A message from Rich Belanger, ProQuest CIO
On Tuesday, after an outage at our provider Amazon Web Services (AWS), the ProQuest platform resumed normal operations at 8:14 PM EST (01:14 GST), enabling students and researchers around the world to resume their learning and exploration. We take our role in supporting that important work very seriously, so once service was restored we immediately began reviewing our logs to understand exactly what happened. We also opened up cases with our technical counterparts at AWS.
We are awaiting a detailed root-cause analysis from AWS, but we’ve already identified an architectural change that we can make to our server configurations that will reduce the impact of an AWS failure on ProQuest systems. We’re at work on it now and I am confident it will be implemented, tested, and patched in a few weeks. Further, we will continue to work with AWS to develop options should its Simple Storage Service (S3) ever fail again.

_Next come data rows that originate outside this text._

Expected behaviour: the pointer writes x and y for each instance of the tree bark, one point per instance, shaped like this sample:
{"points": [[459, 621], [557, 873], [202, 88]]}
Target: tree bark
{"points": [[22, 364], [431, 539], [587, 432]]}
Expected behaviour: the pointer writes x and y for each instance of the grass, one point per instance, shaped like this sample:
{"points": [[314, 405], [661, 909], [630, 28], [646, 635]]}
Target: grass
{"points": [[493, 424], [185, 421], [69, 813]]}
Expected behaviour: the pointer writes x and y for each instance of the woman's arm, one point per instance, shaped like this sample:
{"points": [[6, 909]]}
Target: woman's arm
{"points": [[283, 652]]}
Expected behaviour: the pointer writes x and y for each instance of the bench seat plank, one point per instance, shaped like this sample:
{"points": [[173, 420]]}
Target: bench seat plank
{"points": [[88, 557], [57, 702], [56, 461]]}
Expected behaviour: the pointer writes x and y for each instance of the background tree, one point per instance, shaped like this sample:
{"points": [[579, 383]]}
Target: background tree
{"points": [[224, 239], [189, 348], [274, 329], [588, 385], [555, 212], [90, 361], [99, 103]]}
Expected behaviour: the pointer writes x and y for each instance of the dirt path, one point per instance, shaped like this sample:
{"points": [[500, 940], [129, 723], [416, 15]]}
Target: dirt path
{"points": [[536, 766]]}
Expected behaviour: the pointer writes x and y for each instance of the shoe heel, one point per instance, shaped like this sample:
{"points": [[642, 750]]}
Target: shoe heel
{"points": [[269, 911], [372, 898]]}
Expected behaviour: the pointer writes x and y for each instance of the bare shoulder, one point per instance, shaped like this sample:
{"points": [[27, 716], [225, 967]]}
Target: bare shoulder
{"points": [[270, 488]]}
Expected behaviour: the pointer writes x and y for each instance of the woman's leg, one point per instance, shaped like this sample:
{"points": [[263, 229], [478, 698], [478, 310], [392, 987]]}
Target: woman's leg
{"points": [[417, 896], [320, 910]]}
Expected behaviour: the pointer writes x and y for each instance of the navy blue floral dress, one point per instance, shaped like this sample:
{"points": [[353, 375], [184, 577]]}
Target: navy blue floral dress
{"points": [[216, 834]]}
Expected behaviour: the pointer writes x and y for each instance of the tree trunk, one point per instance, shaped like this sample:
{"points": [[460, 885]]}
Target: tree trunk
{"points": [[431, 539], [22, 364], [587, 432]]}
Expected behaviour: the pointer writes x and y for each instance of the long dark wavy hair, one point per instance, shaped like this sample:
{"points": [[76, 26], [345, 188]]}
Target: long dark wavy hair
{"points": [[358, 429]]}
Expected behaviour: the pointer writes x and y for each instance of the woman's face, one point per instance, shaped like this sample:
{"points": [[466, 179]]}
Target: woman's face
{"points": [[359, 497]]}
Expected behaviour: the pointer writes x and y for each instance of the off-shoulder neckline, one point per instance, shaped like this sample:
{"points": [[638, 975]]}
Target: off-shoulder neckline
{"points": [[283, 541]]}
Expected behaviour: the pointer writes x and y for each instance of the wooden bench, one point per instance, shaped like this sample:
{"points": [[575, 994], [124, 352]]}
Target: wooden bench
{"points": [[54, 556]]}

When we initially moved into the AWS cloud we conducted a series of tests to see how the ProQuest platform would handle a wide variety of infrastructure failures. This rare scenario was not one that we tested, so we are also examining our test scenarios to see if there are other gaps that we can test and fix.
Thank you for your patience as we worked through the issues to restore connectivity on Tuesday. Our goal is 100% uptime for ProQuest services and we will continue testing and improving our systems to achieve it.